The following simple example shows that the number of pieces must be at least $N$ - the total number of citizens in all states. In the example there are 3 states - blue, green and red. Each of the 4 citizen in each state values exactly one of the intervals of that state. If we want every citizen in every state to feel that his state got any value greater than 0, we must give 4 pieces to each state, and 12 pieces overall: enter image description here

Note that the cake is a one-dimensional interval and cannot be cut "horizontally".

The question is now: Is it always possible to achieve a unanimously-fair division with $N$ pieces?

I think the answer is yes in the simplest possible scenario of $N=3$ citizens in two states. An illustrative story: Alice and Bob are married, and they inherited a land-estate in partnership with Charles, who is single. The goal is to divide the land such that both Alice and Bob believe that their common share is at least 1/2 the total, while Charles also believs that his share is at least 1/2 the total.

Here is a traditional-style moving-knife procedure that (I think) achieves such a division. Initially, assume that the cake is the interval $[0,1]$ with the points 0 and 1 identified (e.g. a topological circle).

Charles holds two knives over the cake: knife X at $x$ and knife Y at $y$ such that $V_{Charles}[x,y)=1/2$. He moves knife X continuously from $x=0$ to $x=1$ and moves knife Y accordingly such that the cake between them has a value of exactly $1/2$ for him.

Whenever $V_{Alice}[x,y)\leq 1/2$, Alice raises her hand. Whenever $V_{Bob}[x,y)\leq 1/2$, Bob raises his hand. When both Alice and Bob have their hands raised, the procedure stops. The cake is cut at $x$ and $y$. Charles receives $[x,y)$ which he values as $1/2$, and Alice&Bob receive the remainder which each of them values as at least $1/2$.

Note that in the original cake (the interval), if $x<y$ then Charles receives a single interval and Alice&Bob receive two intervals, while if $x>y$ then Charles receives two intervals and Alice&Bob receive a single interval. In both cases the total number of intervals is 3, which is the best possible.
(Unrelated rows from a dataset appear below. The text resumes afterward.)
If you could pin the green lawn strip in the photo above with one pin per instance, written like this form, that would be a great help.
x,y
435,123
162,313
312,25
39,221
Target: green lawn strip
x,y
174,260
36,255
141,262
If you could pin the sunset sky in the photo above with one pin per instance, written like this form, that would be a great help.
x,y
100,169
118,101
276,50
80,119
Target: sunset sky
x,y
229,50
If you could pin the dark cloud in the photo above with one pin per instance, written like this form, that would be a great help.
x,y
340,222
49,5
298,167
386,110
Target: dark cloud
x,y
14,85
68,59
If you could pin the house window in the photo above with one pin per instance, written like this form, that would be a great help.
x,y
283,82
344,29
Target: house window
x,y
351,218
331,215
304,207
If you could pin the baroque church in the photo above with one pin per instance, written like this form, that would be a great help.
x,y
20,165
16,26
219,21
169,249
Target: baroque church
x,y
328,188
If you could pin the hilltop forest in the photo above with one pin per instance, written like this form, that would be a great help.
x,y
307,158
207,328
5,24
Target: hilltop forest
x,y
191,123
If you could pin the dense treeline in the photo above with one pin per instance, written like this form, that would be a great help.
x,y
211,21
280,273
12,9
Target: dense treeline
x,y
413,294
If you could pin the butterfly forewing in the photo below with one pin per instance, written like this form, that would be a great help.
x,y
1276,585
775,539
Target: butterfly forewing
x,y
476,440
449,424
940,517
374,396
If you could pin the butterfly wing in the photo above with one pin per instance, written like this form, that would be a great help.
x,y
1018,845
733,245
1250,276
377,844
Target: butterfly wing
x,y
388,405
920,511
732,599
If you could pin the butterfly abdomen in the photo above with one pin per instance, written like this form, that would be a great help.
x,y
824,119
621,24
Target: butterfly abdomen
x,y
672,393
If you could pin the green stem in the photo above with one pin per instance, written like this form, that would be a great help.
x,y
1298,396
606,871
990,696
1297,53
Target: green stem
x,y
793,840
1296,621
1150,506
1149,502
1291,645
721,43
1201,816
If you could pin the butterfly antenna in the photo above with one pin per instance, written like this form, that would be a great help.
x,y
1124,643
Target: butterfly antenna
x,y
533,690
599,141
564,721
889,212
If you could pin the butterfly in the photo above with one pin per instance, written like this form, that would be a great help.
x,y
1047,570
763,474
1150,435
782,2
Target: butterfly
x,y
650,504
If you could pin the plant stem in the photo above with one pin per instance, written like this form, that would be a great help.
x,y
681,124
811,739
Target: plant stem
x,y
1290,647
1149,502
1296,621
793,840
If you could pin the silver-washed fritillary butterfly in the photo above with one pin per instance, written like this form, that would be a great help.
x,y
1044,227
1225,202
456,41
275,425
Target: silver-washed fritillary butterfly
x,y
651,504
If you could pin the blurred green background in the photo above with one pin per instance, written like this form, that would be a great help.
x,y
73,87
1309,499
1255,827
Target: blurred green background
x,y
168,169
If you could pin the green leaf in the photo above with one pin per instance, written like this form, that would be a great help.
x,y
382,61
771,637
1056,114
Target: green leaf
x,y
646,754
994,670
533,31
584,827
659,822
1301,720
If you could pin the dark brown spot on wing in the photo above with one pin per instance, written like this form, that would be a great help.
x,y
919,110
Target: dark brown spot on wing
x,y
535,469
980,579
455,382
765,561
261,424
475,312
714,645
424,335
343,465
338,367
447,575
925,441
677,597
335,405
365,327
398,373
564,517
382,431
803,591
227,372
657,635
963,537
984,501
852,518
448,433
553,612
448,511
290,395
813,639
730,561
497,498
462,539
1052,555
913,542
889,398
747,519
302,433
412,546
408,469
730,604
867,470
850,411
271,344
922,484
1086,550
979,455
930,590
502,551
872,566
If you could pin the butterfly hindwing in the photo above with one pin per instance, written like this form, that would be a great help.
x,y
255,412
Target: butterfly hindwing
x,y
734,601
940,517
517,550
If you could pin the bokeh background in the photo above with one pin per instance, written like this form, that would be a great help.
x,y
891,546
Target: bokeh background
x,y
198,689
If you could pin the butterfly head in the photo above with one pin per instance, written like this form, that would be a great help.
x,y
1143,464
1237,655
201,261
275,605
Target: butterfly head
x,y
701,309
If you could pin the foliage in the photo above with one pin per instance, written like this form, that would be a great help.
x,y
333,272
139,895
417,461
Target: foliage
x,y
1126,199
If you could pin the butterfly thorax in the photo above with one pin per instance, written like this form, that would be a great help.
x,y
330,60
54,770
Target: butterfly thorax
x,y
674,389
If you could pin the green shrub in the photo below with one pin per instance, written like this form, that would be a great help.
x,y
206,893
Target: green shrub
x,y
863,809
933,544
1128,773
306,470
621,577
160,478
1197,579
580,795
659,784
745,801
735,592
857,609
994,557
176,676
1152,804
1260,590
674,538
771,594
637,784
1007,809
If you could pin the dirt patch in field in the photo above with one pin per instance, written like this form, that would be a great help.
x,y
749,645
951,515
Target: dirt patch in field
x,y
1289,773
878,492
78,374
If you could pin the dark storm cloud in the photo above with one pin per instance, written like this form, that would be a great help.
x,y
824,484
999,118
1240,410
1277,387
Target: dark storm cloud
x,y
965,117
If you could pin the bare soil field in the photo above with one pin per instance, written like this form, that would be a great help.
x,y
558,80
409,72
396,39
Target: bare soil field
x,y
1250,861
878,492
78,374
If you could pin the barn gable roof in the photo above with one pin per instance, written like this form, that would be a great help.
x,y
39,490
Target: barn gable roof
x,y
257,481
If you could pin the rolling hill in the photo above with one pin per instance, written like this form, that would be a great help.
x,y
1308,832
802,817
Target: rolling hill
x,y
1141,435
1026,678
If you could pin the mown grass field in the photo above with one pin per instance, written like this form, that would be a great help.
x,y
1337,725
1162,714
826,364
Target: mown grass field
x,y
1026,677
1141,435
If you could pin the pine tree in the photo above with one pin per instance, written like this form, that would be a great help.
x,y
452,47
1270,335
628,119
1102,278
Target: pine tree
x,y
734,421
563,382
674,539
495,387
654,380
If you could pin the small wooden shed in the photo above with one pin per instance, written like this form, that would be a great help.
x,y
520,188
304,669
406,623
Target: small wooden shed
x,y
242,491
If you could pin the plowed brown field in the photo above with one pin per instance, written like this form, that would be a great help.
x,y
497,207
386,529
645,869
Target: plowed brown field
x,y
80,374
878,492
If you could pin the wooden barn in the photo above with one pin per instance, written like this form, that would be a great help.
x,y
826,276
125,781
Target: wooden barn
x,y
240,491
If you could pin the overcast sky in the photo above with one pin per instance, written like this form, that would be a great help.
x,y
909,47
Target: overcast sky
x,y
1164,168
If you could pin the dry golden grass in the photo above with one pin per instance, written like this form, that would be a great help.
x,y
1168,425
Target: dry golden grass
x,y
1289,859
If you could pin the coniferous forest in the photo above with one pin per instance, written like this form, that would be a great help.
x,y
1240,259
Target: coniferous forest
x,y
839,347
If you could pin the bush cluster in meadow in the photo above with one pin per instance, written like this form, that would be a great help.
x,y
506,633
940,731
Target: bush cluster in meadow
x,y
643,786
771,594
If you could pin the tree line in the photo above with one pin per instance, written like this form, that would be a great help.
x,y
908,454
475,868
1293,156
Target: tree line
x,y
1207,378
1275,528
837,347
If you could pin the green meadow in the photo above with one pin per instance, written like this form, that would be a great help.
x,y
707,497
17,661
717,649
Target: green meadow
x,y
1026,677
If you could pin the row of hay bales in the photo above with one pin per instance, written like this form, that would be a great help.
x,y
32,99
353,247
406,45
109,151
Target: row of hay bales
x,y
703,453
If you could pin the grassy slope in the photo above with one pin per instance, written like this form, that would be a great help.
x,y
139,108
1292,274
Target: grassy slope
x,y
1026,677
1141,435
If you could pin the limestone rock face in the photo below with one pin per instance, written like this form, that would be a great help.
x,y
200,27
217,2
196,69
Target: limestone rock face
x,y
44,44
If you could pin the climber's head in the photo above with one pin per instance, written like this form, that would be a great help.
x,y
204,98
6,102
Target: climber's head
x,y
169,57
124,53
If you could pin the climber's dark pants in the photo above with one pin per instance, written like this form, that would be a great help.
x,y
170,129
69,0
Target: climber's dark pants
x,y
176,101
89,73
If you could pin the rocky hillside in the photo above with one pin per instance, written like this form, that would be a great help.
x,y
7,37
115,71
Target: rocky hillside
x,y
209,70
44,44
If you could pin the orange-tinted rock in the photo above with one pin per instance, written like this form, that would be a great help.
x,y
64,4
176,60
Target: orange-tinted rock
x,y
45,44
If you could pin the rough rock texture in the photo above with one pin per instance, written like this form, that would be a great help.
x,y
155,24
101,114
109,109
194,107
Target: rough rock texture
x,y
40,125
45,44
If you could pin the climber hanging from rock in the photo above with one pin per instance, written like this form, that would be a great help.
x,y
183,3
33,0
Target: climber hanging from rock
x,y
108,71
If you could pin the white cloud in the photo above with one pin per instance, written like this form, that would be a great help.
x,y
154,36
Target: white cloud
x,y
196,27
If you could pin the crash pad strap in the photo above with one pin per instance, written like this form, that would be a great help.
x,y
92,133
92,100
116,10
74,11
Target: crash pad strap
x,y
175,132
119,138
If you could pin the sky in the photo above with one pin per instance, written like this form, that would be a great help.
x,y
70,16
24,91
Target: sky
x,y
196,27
It remains to prove that there is indeed a time in which both Alice and Bob have their hands raised.

Here is my informal proof. Suppose that the knives are at $x_0,y_0$ with $V_{Alice}[x_0,y_0)> 1/2$. Eventually, the knives make a half-cycle and come to $y_0,x_0$, where $V_{Alice}[y_0,x_0)< 1/2$. So for every point in time in which Alice's hand is down, there is a point in time in which her hand is up. Moreover, when the value is exactly 1/2 Alice's hand is up. Hence, Alice's hand is up in a closed subset of the time interval, whose measure is at least $1/2$.

The same is true for Bob. Hence, there exists a time in which both Alice and Bob have their hands up (see formal proof here https://math.stackexchange.com/a/1264304/29780 ).

I believe this proof can be generalized to two groups of arbitrary sizes, probably by induction, but I currently don't know how to proceed.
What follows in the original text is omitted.